DataStax recommends the CLI for users who are familiar with kubectl.

  • UI simple mode

  • UI expert mode

  • CLI

To provision a database cluster in Mission Control using simple mode, do the following:

  1. In the Mission Control UI, select a project, and then click Create Cluster.

  2. Enter a meaningful, human-readable Cluster Name.

    The Cluster Name can be any string of characters, including international, alphanumeric, punctuation—dashes, spaces, underscores, upper or lower case.

    Cluster names are permanent. You can’t change them after you create the cluster. The name uniquely identifies the cluster across all projects and all environments to prevent a logical cluster from inadvertently joining another.

  3. Select a cluster Type.

  4. Enter a valid Version number, for example, 1.0.0.

  5. Leave the Image field blank. It is for advanced users.

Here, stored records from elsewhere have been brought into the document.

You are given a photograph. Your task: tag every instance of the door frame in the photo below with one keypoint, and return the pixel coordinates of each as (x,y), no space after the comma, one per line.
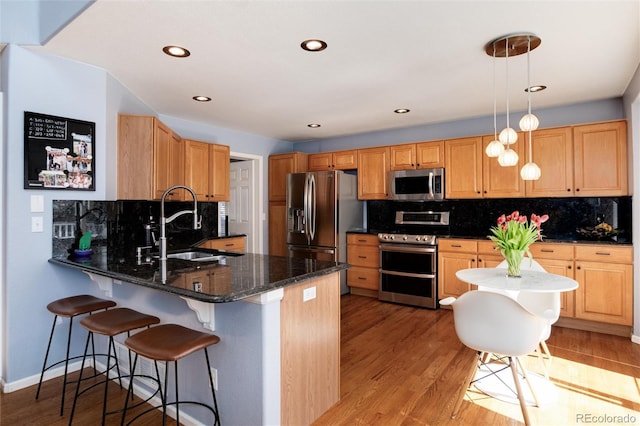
(258,197)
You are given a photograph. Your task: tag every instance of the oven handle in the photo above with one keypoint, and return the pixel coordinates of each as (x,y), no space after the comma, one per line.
(408,248)
(406,274)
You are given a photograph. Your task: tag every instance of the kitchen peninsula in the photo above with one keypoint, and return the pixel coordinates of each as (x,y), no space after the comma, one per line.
(278,319)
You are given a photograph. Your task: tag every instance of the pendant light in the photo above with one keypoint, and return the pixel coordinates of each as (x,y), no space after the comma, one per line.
(495,147)
(529,123)
(508,136)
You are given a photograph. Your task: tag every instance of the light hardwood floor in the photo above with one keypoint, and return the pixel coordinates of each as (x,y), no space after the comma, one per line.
(404,366)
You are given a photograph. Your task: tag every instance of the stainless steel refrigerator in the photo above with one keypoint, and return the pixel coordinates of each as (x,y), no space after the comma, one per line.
(321,208)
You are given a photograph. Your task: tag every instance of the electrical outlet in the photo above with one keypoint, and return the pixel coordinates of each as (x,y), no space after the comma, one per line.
(214,376)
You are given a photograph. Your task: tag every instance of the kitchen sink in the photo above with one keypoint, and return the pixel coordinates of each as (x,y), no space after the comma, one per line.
(195,256)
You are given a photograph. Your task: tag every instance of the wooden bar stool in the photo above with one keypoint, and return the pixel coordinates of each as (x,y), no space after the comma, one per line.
(70,307)
(172,342)
(111,323)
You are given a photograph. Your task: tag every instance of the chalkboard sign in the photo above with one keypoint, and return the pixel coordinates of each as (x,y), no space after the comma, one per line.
(58,152)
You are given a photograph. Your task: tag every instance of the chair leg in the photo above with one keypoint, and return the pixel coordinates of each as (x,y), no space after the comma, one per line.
(466,383)
(46,356)
(516,380)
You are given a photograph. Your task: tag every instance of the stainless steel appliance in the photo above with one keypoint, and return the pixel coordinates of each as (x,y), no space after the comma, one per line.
(416,185)
(409,262)
(321,207)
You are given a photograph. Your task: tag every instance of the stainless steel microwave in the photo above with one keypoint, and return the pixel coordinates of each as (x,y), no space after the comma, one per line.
(416,185)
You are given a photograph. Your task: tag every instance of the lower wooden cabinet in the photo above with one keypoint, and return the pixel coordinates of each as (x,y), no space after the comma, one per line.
(363,255)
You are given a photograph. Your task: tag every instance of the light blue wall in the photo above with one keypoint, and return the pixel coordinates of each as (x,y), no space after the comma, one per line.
(589,112)
(51,85)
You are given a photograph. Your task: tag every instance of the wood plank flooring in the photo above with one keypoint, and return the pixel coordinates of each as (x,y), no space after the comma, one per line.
(404,366)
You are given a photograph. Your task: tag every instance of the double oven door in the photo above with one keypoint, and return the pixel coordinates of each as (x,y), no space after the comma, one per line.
(408,274)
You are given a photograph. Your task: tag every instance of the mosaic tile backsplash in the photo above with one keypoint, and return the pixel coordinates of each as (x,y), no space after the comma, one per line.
(120,225)
(473,218)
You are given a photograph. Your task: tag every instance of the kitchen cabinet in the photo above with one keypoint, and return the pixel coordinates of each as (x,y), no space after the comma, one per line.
(337,160)
(373,170)
(149,158)
(207,170)
(363,255)
(236,244)
(600,159)
(584,160)
(420,155)
(605,276)
(279,166)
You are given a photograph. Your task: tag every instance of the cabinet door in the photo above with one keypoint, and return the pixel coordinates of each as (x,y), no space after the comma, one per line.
(429,155)
(463,167)
(600,152)
(448,265)
(345,160)
(553,153)
(373,167)
(403,157)
(503,182)
(564,268)
(219,158)
(277,229)
(321,161)
(197,168)
(605,293)
(163,138)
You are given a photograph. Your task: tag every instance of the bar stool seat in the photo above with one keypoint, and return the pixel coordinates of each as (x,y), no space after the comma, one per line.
(170,343)
(111,323)
(69,307)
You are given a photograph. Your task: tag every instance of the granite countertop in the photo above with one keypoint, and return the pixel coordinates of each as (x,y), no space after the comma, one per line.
(233,277)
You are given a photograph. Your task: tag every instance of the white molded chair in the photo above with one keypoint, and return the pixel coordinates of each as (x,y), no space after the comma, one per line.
(545,305)
(491,322)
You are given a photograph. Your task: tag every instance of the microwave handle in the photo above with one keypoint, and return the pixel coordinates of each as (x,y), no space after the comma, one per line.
(431,185)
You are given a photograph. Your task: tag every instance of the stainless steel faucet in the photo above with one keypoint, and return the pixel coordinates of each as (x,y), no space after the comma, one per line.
(197,222)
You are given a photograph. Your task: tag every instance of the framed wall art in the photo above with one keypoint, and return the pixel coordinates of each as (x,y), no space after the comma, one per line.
(58,152)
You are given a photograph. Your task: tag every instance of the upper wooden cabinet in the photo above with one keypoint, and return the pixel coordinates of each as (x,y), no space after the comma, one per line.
(337,160)
(463,167)
(585,160)
(207,170)
(600,159)
(279,166)
(373,169)
(422,155)
(149,158)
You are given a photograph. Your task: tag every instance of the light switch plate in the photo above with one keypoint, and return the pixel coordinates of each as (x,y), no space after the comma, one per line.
(37,204)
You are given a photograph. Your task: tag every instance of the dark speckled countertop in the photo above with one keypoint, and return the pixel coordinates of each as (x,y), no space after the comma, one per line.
(230,279)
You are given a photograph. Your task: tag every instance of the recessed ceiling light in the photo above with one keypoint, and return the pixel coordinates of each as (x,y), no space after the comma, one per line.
(202,98)
(536,88)
(176,51)
(313,45)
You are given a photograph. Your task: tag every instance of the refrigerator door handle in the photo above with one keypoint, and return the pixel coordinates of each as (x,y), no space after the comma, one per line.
(312,206)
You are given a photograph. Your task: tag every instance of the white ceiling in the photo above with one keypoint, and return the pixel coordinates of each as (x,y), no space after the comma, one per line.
(427,56)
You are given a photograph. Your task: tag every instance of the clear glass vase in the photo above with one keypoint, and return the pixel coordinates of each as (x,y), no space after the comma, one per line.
(514,259)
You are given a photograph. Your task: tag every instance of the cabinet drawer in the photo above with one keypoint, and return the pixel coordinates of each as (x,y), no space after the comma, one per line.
(368,256)
(453,245)
(604,253)
(362,239)
(552,251)
(363,278)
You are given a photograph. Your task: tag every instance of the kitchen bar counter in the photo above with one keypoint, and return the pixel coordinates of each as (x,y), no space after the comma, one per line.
(234,277)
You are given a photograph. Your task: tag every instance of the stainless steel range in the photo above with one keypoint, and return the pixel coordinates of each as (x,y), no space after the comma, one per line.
(409,262)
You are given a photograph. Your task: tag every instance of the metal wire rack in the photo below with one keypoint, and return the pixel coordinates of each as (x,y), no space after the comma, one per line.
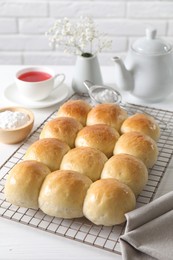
(82,230)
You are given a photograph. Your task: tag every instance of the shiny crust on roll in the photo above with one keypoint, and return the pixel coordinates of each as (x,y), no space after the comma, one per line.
(49,151)
(109,114)
(101,137)
(127,169)
(86,160)
(142,123)
(24,183)
(77,109)
(139,145)
(62,128)
(107,201)
(62,194)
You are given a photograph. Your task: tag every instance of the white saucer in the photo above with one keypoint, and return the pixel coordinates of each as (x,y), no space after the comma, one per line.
(59,94)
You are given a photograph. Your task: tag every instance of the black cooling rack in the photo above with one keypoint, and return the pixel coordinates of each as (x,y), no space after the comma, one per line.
(82,230)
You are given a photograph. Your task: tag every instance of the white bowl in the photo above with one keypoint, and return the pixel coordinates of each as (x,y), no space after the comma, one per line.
(16,135)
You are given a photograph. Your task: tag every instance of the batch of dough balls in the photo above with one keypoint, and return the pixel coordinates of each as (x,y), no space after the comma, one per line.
(88,161)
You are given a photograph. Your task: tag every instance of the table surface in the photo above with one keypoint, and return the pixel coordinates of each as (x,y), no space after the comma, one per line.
(21,242)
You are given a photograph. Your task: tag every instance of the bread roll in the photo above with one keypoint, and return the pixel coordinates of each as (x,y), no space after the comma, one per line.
(62,194)
(107,201)
(142,123)
(24,182)
(49,151)
(86,160)
(139,145)
(110,114)
(62,128)
(101,137)
(127,169)
(77,109)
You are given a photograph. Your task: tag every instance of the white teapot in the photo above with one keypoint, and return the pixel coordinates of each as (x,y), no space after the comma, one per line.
(147,71)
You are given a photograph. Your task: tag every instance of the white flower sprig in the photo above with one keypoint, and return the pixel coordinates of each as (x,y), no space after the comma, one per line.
(79,38)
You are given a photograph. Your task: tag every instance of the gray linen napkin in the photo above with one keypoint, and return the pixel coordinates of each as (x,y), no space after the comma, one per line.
(149,231)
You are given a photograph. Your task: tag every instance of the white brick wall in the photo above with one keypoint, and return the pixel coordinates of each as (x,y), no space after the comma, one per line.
(24,22)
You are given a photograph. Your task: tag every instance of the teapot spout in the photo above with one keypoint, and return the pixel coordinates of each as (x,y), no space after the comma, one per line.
(124,78)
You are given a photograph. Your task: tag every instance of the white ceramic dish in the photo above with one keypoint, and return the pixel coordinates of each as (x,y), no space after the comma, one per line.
(12,95)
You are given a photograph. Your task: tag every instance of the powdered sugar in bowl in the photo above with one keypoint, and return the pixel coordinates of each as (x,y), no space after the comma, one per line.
(15,124)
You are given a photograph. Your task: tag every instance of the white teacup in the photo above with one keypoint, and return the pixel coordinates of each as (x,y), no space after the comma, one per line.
(37,83)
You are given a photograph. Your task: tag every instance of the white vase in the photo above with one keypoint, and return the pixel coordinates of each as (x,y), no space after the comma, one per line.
(86,68)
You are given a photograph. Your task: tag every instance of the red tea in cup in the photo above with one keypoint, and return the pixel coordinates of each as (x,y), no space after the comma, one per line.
(37,83)
(34,76)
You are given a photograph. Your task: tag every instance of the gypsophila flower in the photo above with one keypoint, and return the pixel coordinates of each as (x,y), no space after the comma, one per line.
(79,38)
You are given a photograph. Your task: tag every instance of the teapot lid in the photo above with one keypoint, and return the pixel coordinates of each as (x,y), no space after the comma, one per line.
(150,44)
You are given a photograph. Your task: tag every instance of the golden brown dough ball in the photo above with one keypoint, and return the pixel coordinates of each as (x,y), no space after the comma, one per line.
(62,194)
(24,183)
(101,137)
(62,128)
(139,145)
(77,109)
(86,160)
(107,201)
(49,151)
(142,123)
(109,114)
(128,169)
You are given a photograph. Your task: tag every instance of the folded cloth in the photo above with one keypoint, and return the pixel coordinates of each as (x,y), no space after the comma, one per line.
(149,231)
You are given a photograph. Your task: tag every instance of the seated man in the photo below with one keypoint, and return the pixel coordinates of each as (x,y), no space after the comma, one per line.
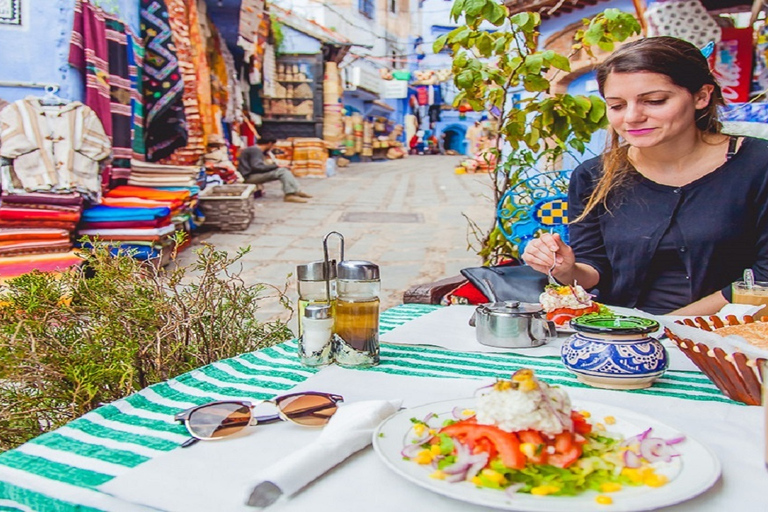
(256,164)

  6. To define the Datacenter configuration, do the following:

    1. Enter a meaningful, human-readable Datacenter Name.

      Datacenter names are permanent. You can’t change them after you create the cluster. The datacenter name:

      • Must start with an alphanumeric character.

      • Must be a single word.

      • Can be any capitalization: upper, lower, or mixed-case.

      • Can include dashes and underscores.

      • Must not include spaces.

    2. Optional: Add the configuration property and its corresponding value in the Add cassandra.yaml Setting sub-section if you require a non-standard Cassandra configuration.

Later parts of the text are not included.